# Bulk 22LR plated and high velocity ammo - does it exist?



## flw (Mar 9, 2011)

Is there a 22LR plated and high velocity round sold in bulk?

Bulk being 250 or 500


----------



## DJ Niner (Oct 3, 2006)

My local WalMart stores carry Federal Champion and Remington Golden Bullets value packs. Both feature hollow-point bullets, and both are plated and considered high-velocity loads (although the Federals seem to be a bit weaker, in the last year or so...).

If you want round-nose, non-HP ammo, well, that's a little harder to find. There is a new CCI load designed for AR-style .22s, but I don't think it's going to be cheap, as it has the word "Tactical" in the name:

CCI Ammunition - Product Detail

Remington used to offer a plated round-nose bulk pack, but I'm not sure if it's still around. I have a few boxes of it left, but it's got to be 20+ years old. Old milk-carton style boxes that held 450 rounds.


----------



## Overkill0084 (Nov 28, 2010)

Most bulk ammo that your going run across at your typical retailer is high velocity. To clarify, there is: 
Standard Velocity- typically target ammo.
High Velocity -Most of what your seeing on the shelf at the average Wal-Mart. Mini-Mags, Golden Bullets, etc.
Hyper Velocity (or similar phrasing)- Stingers, Yellow Jackets, etc. 
There are other types as well, but this should answer your question.


----------



## flw (Mar 9, 2011)

Overkill0084 said:


> Most bulk ammo that your going run across at your typical retailer is high velocity. To clarify, there is:
> Standard Velocity- typically target ammo.
> High Velocity -Most of what your seeing on the shelf at the average Wal-Mart. Mini-Mags, Golden Bullets, etc.
> Hyper Velocity (or similar phrasing)- Stingers, Yellow Jackets, etc.
> There are other types as well, but this should answer your question.


What is the difference in cost and performance between teh high velocity and hypervelocity rounds?

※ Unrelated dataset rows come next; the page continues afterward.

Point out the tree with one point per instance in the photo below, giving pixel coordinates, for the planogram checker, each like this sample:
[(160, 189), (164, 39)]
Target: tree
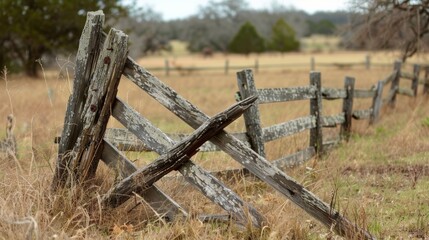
[(247, 40), (402, 24), (323, 27), (283, 37), (34, 28)]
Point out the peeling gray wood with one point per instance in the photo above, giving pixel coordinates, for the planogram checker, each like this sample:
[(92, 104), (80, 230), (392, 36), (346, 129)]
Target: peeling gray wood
[(346, 127), (288, 128), (96, 111), (360, 93), (205, 182), (332, 94), (426, 81), (415, 80), (252, 119), (256, 164), (159, 202), (377, 102), (176, 156), (88, 51), (389, 78), (407, 75), (405, 91), (272, 95), (362, 114), (395, 83), (390, 95), (316, 138), (124, 140), (328, 145), (332, 121), (295, 159)]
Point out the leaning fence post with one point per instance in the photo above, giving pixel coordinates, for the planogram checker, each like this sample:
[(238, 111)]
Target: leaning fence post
[(316, 137), (256, 65), (426, 81), (88, 51), (395, 83), (415, 80), (167, 67), (312, 64), (246, 85), (377, 102), (349, 84), (368, 62)]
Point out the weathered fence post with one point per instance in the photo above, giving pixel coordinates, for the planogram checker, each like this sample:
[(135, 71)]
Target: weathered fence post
[(415, 80), (377, 102), (88, 51), (426, 81), (98, 106), (316, 137), (349, 84), (246, 85), (395, 83), (312, 64), (368, 62), (256, 65), (167, 67)]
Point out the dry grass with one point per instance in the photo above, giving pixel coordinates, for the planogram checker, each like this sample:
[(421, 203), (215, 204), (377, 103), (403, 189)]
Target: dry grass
[(379, 179)]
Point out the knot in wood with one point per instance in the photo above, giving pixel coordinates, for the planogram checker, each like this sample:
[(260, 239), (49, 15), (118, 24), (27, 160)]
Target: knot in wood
[(93, 108), (107, 60)]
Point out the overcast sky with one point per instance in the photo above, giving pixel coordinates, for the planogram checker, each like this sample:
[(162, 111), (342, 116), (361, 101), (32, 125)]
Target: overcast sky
[(173, 9)]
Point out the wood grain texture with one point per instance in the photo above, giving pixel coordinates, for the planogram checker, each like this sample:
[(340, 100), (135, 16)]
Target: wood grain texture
[(362, 114), (295, 159), (332, 94), (361, 93), (316, 138), (346, 127), (395, 83), (252, 119), (158, 201), (176, 156), (377, 102), (88, 52), (204, 181), (415, 79), (272, 95), (288, 128), (97, 109)]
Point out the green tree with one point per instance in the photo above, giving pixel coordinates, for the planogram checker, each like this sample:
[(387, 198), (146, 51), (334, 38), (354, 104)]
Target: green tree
[(31, 29), (283, 37), (324, 27), (247, 40)]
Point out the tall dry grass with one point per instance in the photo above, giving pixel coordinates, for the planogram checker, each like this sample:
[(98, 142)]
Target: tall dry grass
[(378, 179)]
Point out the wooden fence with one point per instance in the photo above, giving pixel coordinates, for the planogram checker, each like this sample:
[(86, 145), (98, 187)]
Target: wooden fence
[(228, 66), (256, 136), (101, 60)]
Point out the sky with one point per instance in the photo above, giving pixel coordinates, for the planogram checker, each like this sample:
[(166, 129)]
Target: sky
[(174, 9)]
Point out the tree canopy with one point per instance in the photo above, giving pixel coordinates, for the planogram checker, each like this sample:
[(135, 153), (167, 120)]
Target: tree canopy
[(390, 25), (247, 40), (33, 28)]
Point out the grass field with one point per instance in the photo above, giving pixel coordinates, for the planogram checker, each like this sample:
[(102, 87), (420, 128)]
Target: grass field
[(379, 179)]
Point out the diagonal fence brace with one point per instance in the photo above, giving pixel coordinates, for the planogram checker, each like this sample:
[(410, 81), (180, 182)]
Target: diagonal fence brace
[(143, 178)]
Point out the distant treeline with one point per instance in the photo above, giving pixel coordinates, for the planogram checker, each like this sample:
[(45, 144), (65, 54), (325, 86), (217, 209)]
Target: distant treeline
[(216, 24)]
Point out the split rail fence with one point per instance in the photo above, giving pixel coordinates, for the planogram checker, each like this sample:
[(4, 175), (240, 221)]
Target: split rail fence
[(256, 136), (102, 60)]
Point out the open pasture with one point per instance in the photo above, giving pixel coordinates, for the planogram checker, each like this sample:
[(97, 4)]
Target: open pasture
[(379, 179)]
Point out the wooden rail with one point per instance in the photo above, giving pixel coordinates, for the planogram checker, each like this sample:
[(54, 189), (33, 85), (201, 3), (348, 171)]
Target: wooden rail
[(102, 60)]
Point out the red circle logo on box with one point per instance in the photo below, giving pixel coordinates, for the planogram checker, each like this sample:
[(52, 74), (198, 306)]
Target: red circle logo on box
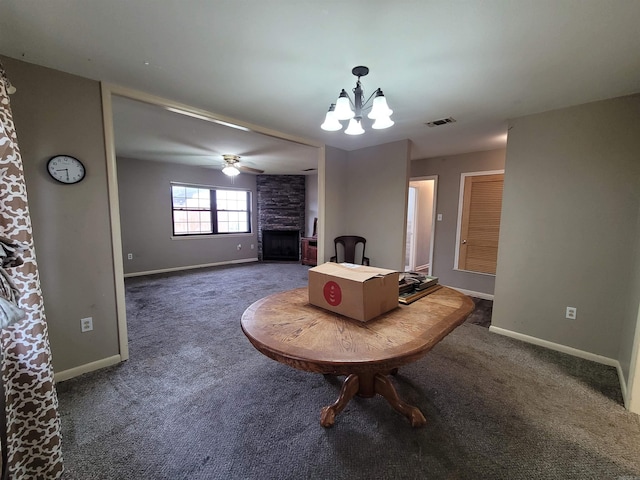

Also are they available in bulk amounts?

Thank You


----------



## Overkill0084 (Nov 28, 2010)

flw said:


> What is the difference in cost and performance between teh high velocity and hypervelocity rounds?
> 
> Also are they available in bulk amounts?
> 
> Thank You


The Hyper velocity stuff tends to be comparatively pricey. Approx 2x as much. I can't speak to bulk packaging or not. I haven't shot any in years. You could find something you like and order by the case online I suppose. In my experience, it tends to be noticeably less accurate than the normal high velocity. As I understand things, the deal w/ hyper velocity is that they use a lighter bullet to gain the extra performance. For plinking, I fail to see the need for the minimal performance increase. I can't speak from experience, but doubt most people can tell the difference in perfomance most of the time at anything beyond point blank range.
Is there an intended use that you have in mind that requires the use of hyper velocity ammo?
If it helps, My Dad used to keep a couple boxes of Stingers around for his .22 back up gun. IIRC stingers were the best of the lot back in the day. Opinions vary of course.


----------



## flw (Mar 9, 2011)

Since its stated that hypervelocity rounds are less accurate what would be there purpose at 2xs the cost?

Rounds for self defense?

Thanks


----------



## talldrink (Dec 21, 2010)

flw said:


> Since its stated that hypervelocity rounds are less accurate what would be there purpose at 2xs the cost?
> 
> Rounds for self defense?
> 
> Thanks


Used for a _little _bit bigger critter control.


----------



## flw (Mar 9, 2011)

Coyote? something else or inaddition to?


----------



## Overkill0084 (Nov 28, 2010)

flw said:


> Since its stated that hypervelocity rounds are less accurate what would be there purpose at 2xs the cost?
> 
> Rounds for self defense?
> 
> Thanks


If you must use a .22 as a SD gun, Hyper Velocity probably have a theoretical advantage. I would guess that out of a pistol, the performance difference is minimal. For rabbits or squirrels at under 50 yds, there is probably some advantage. When I said they were less accurate, I was talking about 1 1/2" to 2" groups a 50 yds vs. 1/2 to 3/4" with "normal" high velocity (out of decent bolt action rifle.) Not exactly a shotgun pattern, but not spectacular either. 
Just my opinnion, but if "normal" high velocity doesn't have enough performance, then it's time to explore bigger calibers. Hyper velocity is mostly marketing hype. None of it will turn a .22 LR into a .22 Magnum.


----------